“Why not ask Mrs. Jasher?” he suggested suddenly.
“No!” Sir Frank shook his head. “I fancied it might be her, but it cannot be. If she is guilty—as she must be, should she have sent the emerald—she would not part with her plunder when she is so hard up. I am beginning to believe, Hope, that what she said was true about the letter.”
“How do you mean exactly?”
“That the letter was mere bluff and that she really knows nothing about the crime. By the way, did Braddock learn anything?”
“Not a thing. He merely said that the two of them fought. I expect Braddock stormed and Mrs. Jasher retorted. Both of them have too much tongue-music to come to any understanding. By the way—to echo, your own phrase—you had better put away this gem or I shall be strangling you myself in order to gain possession of it. The mere sight of that gorgeous color tempts me beyond my strength.”
Random laughed and locked the jewel in his drawer. Hope suggested that with such a flimsy lock it was unsafe, but the baronet shook his head.

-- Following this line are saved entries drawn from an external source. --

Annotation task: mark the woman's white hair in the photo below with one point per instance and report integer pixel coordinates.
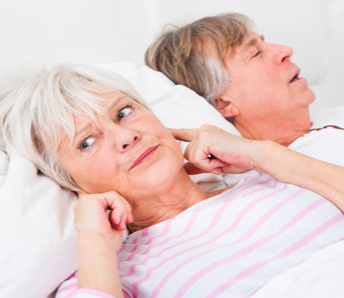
(33, 116)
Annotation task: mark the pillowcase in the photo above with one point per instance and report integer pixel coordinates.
(177, 107)
(38, 240)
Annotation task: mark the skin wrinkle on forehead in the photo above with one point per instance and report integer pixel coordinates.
(109, 112)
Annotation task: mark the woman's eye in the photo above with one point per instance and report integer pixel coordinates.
(85, 144)
(124, 112)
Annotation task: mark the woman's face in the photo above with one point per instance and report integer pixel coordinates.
(129, 151)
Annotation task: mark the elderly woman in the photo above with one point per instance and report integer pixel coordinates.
(91, 132)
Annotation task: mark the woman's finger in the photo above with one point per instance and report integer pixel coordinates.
(183, 134)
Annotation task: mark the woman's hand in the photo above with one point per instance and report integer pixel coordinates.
(212, 149)
(91, 215)
(99, 238)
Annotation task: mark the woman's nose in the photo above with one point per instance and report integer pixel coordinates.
(125, 138)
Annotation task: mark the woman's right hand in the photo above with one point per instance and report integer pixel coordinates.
(91, 217)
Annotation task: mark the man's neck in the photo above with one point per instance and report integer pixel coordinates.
(282, 132)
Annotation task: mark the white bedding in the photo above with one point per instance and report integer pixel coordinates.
(36, 222)
(318, 277)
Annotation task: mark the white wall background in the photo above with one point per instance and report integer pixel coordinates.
(36, 32)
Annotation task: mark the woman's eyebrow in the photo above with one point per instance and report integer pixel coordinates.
(81, 130)
(114, 104)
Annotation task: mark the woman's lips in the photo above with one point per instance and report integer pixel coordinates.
(143, 156)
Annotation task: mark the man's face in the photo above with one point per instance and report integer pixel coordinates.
(264, 83)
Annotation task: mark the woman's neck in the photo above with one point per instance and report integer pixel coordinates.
(165, 203)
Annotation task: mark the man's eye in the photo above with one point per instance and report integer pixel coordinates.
(85, 144)
(124, 112)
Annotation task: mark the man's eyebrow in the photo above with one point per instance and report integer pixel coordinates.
(253, 41)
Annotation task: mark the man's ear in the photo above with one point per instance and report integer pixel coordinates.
(226, 107)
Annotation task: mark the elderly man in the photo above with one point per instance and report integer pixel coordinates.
(248, 80)
(255, 85)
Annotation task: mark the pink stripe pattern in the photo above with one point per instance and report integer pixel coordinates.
(226, 249)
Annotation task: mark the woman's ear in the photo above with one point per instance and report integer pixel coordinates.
(226, 107)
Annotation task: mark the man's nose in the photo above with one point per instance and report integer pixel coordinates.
(281, 53)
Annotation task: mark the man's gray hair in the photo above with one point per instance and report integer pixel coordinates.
(194, 55)
(34, 115)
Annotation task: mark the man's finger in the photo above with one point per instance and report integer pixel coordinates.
(183, 134)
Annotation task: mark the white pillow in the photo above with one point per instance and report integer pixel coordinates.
(177, 107)
(37, 243)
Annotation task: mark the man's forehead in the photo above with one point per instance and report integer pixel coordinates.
(251, 39)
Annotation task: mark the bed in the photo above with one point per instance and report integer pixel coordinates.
(37, 243)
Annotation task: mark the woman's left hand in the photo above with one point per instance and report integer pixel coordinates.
(91, 217)
(212, 149)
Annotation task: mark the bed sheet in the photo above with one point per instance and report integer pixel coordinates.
(319, 276)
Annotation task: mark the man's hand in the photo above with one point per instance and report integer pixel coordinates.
(91, 216)
(211, 149)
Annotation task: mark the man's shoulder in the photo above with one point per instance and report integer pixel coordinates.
(331, 116)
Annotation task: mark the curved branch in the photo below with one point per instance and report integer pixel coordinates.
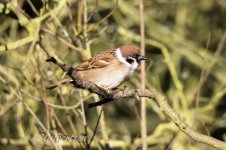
(126, 93)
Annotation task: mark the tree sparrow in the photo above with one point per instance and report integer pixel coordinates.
(110, 68)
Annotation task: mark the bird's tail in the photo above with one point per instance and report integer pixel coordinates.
(64, 81)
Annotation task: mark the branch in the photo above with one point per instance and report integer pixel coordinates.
(134, 93)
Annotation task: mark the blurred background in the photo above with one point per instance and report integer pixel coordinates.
(186, 57)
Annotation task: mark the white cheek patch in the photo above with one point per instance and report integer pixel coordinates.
(119, 56)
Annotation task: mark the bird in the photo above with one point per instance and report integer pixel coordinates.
(110, 68)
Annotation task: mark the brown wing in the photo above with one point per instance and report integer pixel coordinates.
(101, 60)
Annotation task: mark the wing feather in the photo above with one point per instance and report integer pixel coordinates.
(101, 60)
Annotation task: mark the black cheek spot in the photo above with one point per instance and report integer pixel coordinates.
(130, 60)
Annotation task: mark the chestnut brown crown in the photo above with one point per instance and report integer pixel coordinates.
(129, 50)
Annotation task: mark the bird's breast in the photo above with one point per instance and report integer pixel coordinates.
(110, 76)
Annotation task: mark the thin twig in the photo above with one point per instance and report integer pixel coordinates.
(143, 77)
(157, 97)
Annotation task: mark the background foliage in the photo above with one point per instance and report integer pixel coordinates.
(185, 47)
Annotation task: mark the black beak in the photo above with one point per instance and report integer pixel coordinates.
(140, 57)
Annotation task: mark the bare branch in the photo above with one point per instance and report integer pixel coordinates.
(133, 93)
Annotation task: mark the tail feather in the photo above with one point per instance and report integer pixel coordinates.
(64, 81)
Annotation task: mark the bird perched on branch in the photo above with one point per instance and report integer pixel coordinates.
(110, 68)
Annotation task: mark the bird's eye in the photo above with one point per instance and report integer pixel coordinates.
(129, 60)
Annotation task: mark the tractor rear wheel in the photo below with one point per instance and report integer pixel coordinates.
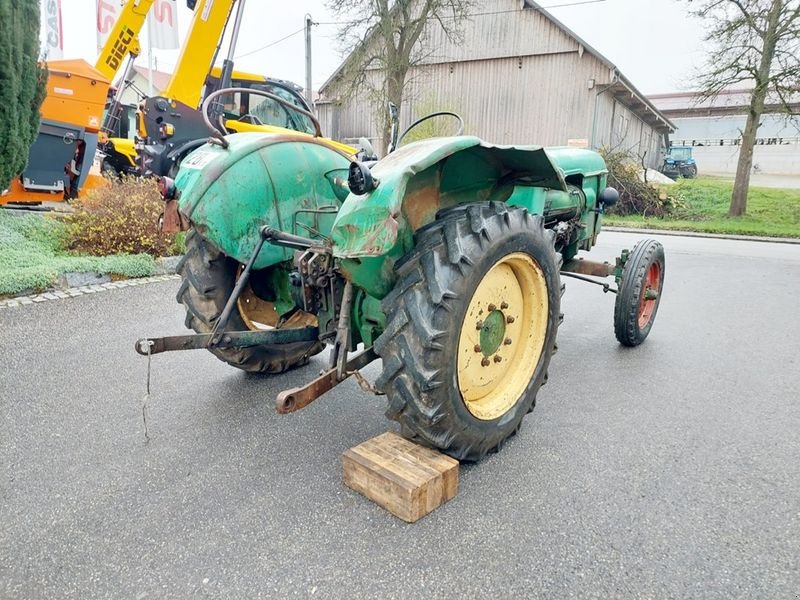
(208, 280)
(639, 293)
(471, 326)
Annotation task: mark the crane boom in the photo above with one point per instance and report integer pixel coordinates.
(124, 37)
(197, 52)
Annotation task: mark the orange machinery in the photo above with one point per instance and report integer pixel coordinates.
(72, 114)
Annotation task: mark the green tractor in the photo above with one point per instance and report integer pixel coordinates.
(443, 259)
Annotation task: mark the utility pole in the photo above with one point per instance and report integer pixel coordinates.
(309, 90)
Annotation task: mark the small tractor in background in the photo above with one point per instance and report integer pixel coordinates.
(679, 163)
(444, 259)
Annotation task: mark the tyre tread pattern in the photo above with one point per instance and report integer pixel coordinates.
(419, 314)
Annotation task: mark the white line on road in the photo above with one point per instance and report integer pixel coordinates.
(81, 291)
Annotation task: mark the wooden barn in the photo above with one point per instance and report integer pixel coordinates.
(520, 77)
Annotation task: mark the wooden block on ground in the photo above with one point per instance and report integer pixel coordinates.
(406, 479)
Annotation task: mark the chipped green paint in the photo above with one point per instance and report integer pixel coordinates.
(291, 183)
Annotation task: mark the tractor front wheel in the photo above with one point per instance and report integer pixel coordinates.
(209, 277)
(639, 293)
(471, 327)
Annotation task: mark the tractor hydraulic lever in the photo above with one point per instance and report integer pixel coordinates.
(288, 240)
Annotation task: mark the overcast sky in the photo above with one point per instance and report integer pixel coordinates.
(652, 42)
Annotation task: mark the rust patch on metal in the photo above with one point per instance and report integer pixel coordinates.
(173, 221)
(422, 198)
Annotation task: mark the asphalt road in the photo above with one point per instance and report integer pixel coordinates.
(667, 471)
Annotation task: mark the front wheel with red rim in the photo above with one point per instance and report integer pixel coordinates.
(639, 293)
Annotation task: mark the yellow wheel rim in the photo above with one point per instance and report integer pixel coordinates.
(502, 336)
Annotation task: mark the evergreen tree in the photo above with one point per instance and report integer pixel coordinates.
(22, 85)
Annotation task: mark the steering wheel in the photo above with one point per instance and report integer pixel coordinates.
(445, 113)
(218, 130)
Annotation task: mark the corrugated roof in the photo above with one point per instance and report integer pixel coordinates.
(620, 85)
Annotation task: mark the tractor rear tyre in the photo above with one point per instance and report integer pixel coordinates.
(208, 280)
(471, 326)
(639, 293)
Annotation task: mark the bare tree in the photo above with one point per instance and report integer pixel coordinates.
(754, 42)
(385, 37)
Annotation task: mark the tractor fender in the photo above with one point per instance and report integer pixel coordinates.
(418, 180)
(290, 181)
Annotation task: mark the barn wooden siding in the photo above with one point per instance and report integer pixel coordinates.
(518, 78)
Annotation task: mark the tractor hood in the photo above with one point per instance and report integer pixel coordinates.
(371, 224)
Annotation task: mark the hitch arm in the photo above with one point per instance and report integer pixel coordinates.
(228, 339)
(300, 397)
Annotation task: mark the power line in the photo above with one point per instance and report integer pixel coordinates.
(484, 14)
(271, 43)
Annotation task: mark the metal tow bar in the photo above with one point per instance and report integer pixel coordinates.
(296, 398)
(228, 339)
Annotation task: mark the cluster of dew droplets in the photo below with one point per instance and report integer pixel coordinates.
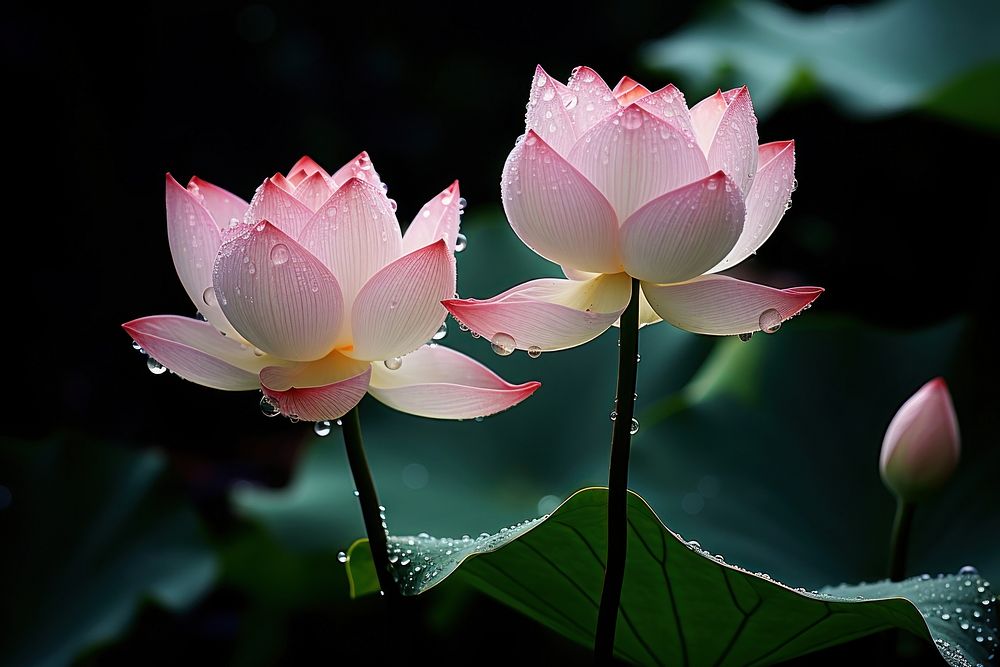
(419, 562)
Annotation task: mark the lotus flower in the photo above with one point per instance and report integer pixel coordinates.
(614, 184)
(312, 295)
(921, 446)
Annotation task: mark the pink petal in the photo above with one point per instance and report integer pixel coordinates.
(323, 389)
(440, 383)
(438, 219)
(195, 351)
(222, 204)
(547, 114)
(724, 306)
(633, 157)
(685, 232)
(303, 169)
(766, 202)
(593, 102)
(705, 118)
(668, 103)
(556, 211)
(194, 241)
(313, 191)
(550, 314)
(354, 234)
(399, 308)
(278, 207)
(360, 168)
(734, 148)
(277, 295)
(628, 91)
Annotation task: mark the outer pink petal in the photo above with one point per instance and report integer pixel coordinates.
(724, 306)
(634, 157)
(685, 232)
(277, 295)
(766, 202)
(399, 308)
(303, 169)
(438, 219)
(222, 204)
(628, 90)
(354, 234)
(550, 314)
(547, 114)
(195, 351)
(734, 148)
(440, 383)
(556, 211)
(313, 191)
(360, 168)
(279, 207)
(668, 103)
(194, 241)
(323, 389)
(591, 100)
(705, 118)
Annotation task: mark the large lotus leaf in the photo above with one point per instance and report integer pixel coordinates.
(91, 531)
(681, 604)
(877, 59)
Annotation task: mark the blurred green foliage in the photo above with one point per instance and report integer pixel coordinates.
(941, 57)
(681, 605)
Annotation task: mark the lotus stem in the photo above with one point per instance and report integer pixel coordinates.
(899, 542)
(621, 443)
(371, 509)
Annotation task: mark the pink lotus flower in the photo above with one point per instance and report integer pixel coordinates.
(921, 447)
(313, 295)
(613, 184)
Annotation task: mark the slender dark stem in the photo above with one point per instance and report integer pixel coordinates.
(899, 542)
(621, 442)
(371, 511)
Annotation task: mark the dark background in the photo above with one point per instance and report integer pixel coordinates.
(895, 215)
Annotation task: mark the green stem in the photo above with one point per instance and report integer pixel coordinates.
(371, 510)
(899, 542)
(621, 442)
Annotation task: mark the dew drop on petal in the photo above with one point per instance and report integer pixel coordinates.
(279, 254)
(770, 321)
(503, 344)
(269, 407)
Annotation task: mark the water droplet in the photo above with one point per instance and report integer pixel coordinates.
(269, 407)
(279, 254)
(503, 344)
(770, 321)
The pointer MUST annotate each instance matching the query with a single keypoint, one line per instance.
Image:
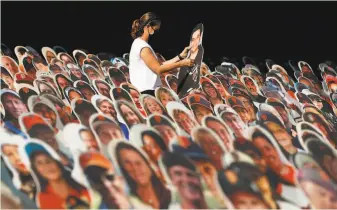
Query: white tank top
(141, 76)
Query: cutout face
(44, 87)
(105, 106)
(211, 91)
(221, 130)
(129, 113)
(72, 93)
(183, 175)
(116, 76)
(106, 129)
(165, 95)
(13, 105)
(103, 178)
(9, 64)
(164, 126)
(149, 140)
(200, 107)
(85, 89)
(102, 88)
(48, 54)
(38, 127)
(234, 122)
(181, 115)
(40, 64)
(127, 157)
(188, 78)
(21, 177)
(121, 94)
(48, 168)
(152, 105)
(172, 82)
(83, 109)
(91, 72)
(210, 144)
(66, 58)
(62, 82)
(7, 78)
(76, 72)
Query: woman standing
(145, 68)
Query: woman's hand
(187, 62)
(183, 54)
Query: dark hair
(171, 159)
(200, 27)
(34, 130)
(65, 173)
(158, 139)
(163, 194)
(139, 24)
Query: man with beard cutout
(185, 178)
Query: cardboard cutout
(105, 65)
(59, 49)
(7, 78)
(125, 71)
(200, 106)
(25, 91)
(129, 113)
(149, 140)
(82, 139)
(83, 110)
(188, 78)
(78, 195)
(151, 105)
(20, 174)
(110, 185)
(10, 64)
(71, 93)
(86, 90)
(167, 129)
(182, 117)
(116, 76)
(211, 91)
(171, 82)
(211, 144)
(20, 52)
(102, 87)
(76, 72)
(90, 62)
(165, 95)
(91, 72)
(122, 152)
(277, 162)
(324, 154)
(42, 106)
(106, 129)
(45, 88)
(48, 54)
(65, 57)
(173, 164)
(234, 122)
(221, 129)
(79, 56)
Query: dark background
(277, 30)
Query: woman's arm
(153, 64)
(183, 54)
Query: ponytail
(139, 24)
(135, 29)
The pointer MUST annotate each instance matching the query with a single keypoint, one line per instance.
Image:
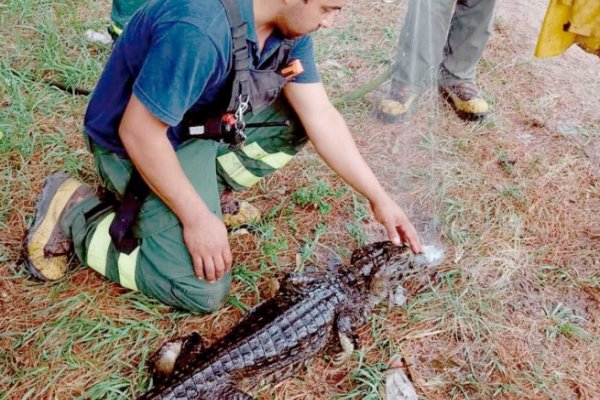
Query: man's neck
(265, 12)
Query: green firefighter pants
(442, 34)
(161, 266)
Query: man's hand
(397, 224)
(206, 240)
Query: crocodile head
(383, 266)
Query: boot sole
(388, 118)
(465, 116)
(51, 186)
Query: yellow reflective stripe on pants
(234, 168)
(127, 264)
(97, 255)
(274, 160)
(98, 249)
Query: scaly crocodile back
(266, 345)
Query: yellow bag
(568, 22)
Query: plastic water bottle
(397, 384)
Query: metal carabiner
(240, 124)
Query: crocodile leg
(348, 339)
(173, 354)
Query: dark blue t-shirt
(175, 55)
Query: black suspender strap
(120, 229)
(241, 56)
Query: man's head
(301, 17)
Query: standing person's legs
(419, 53)
(470, 30)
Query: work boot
(237, 213)
(398, 105)
(465, 100)
(46, 247)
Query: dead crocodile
(274, 338)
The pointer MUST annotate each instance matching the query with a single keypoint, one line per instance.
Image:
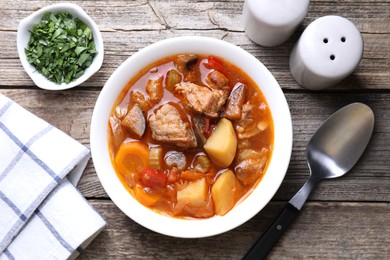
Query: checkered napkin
(42, 214)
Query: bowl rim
(260, 196)
(23, 36)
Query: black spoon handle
(265, 243)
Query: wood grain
(345, 218)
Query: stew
(190, 136)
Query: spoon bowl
(332, 151)
(339, 142)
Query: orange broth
(163, 197)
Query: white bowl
(242, 212)
(23, 36)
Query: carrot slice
(132, 157)
(145, 198)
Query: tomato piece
(144, 197)
(154, 178)
(214, 63)
(132, 158)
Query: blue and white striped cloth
(42, 214)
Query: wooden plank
(322, 231)
(131, 25)
(372, 72)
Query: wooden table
(344, 218)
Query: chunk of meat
(167, 126)
(234, 103)
(217, 80)
(202, 99)
(155, 89)
(135, 121)
(247, 127)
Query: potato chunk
(223, 192)
(194, 195)
(222, 143)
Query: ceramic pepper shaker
(272, 22)
(329, 50)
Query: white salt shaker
(329, 50)
(272, 22)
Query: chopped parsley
(61, 47)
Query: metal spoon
(332, 151)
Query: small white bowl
(23, 36)
(265, 190)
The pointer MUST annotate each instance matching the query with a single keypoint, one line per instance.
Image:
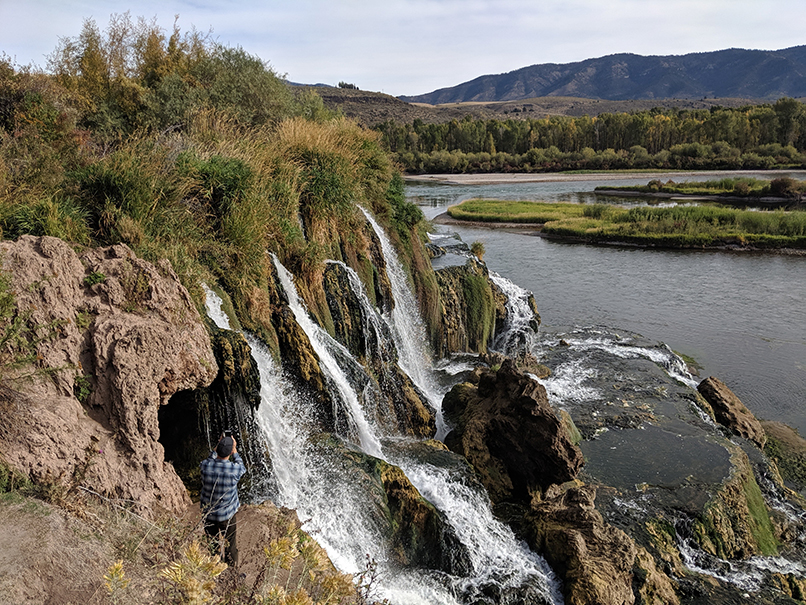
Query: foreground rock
(507, 430)
(597, 562)
(116, 338)
(729, 411)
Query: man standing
(221, 472)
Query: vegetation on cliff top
(680, 226)
(188, 150)
(731, 188)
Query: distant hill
(736, 73)
(372, 108)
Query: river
(741, 316)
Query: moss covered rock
(507, 430)
(736, 524)
(469, 306)
(418, 532)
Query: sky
(411, 47)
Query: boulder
(597, 562)
(116, 338)
(730, 412)
(507, 430)
(735, 524)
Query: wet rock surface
(506, 429)
(702, 502)
(417, 530)
(730, 412)
(597, 562)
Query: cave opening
(184, 434)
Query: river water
(741, 316)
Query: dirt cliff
(112, 337)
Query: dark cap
(224, 447)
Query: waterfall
(324, 346)
(520, 331)
(345, 518)
(407, 328)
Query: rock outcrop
(597, 562)
(507, 430)
(735, 524)
(116, 338)
(418, 532)
(470, 308)
(400, 406)
(729, 411)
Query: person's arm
(238, 462)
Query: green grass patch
(503, 211)
(729, 186)
(678, 227)
(760, 524)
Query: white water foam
(518, 333)
(661, 355)
(408, 330)
(322, 343)
(565, 384)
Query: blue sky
(409, 47)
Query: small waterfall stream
(324, 346)
(520, 332)
(407, 328)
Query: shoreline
(559, 177)
(535, 229)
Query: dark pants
(228, 527)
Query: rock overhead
(120, 336)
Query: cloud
(416, 46)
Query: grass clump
(479, 311)
(504, 211)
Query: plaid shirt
(219, 497)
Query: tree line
(751, 137)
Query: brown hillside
(371, 108)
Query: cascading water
(312, 480)
(499, 560)
(520, 331)
(407, 328)
(323, 344)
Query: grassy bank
(678, 227)
(199, 154)
(732, 187)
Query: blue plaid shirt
(219, 497)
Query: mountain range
(735, 72)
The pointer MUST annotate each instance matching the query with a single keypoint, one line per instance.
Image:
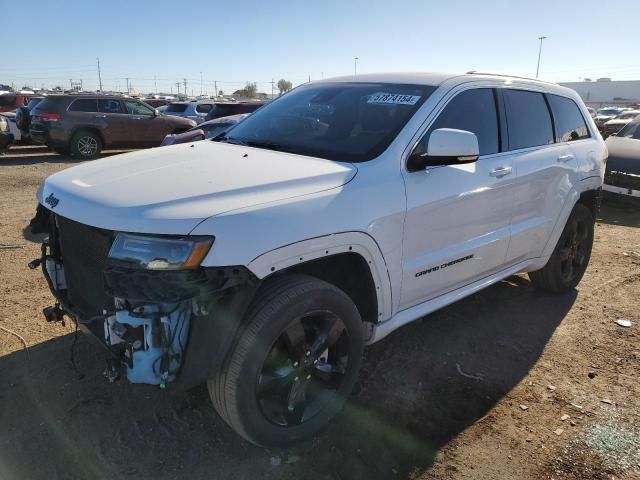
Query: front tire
(297, 358)
(570, 258)
(86, 144)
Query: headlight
(158, 253)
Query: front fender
(314, 248)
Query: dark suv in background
(85, 124)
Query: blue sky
(236, 42)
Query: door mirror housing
(446, 146)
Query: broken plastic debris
(623, 322)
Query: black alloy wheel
(307, 361)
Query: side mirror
(446, 146)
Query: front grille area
(84, 252)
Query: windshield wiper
(253, 143)
(222, 137)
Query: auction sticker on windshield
(393, 99)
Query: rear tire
(570, 258)
(86, 144)
(282, 382)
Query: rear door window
(84, 105)
(110, 106)
(136, 108)
(528, 119)
(203, 107)
(570, 124)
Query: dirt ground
(510, 383)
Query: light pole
(539, 53)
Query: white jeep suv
(264, 261)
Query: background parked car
(156, 102)
(614, 125)
(607, 113)
(11, 101)
(195, 110)
(226, 109)
(84, 124)
(22, 117)
(6, 137)
(205, 130)
(622, 176)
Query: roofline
(473, 72)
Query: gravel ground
(555, 394)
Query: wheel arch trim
(325, 246)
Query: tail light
(51, 117)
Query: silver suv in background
(195, 110)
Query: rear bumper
(47, 135)
(6, 139)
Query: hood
(624, 155)
(171, 189)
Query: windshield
(630, 130)
(33, 102)
(352, 122)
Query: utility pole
(539, 54)
(99, 74)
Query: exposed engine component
(152, 339)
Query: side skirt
(383, 329)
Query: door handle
(500, 172)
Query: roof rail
(473, 72)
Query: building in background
(605, 91)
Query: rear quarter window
(176, 108)
(570, 124)
(528, 119)
(52, 104)
(84, 105)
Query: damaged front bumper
(159, 326)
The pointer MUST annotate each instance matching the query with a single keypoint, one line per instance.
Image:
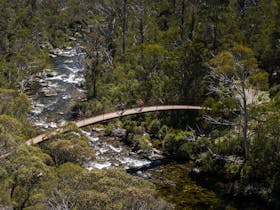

“It is safer here than in a woman's jewel case,” he asserted. “No one looks to my drawer, and certainly no one would expect to find a crown jewel of this description in my quarters. Well,” he came back to his seat, slipping his keys into his trouser pocket, “the whole thing puzzles me.”
“Why not do as I suggest and go to Mrs. Jasher? In any case you are going there to-night, are you not?”
“Yes. I want to decide what to do about the woman. I had intended to go alone, but as you are here you may as well come also.”
“I shall be delighted. What do you intend to do?”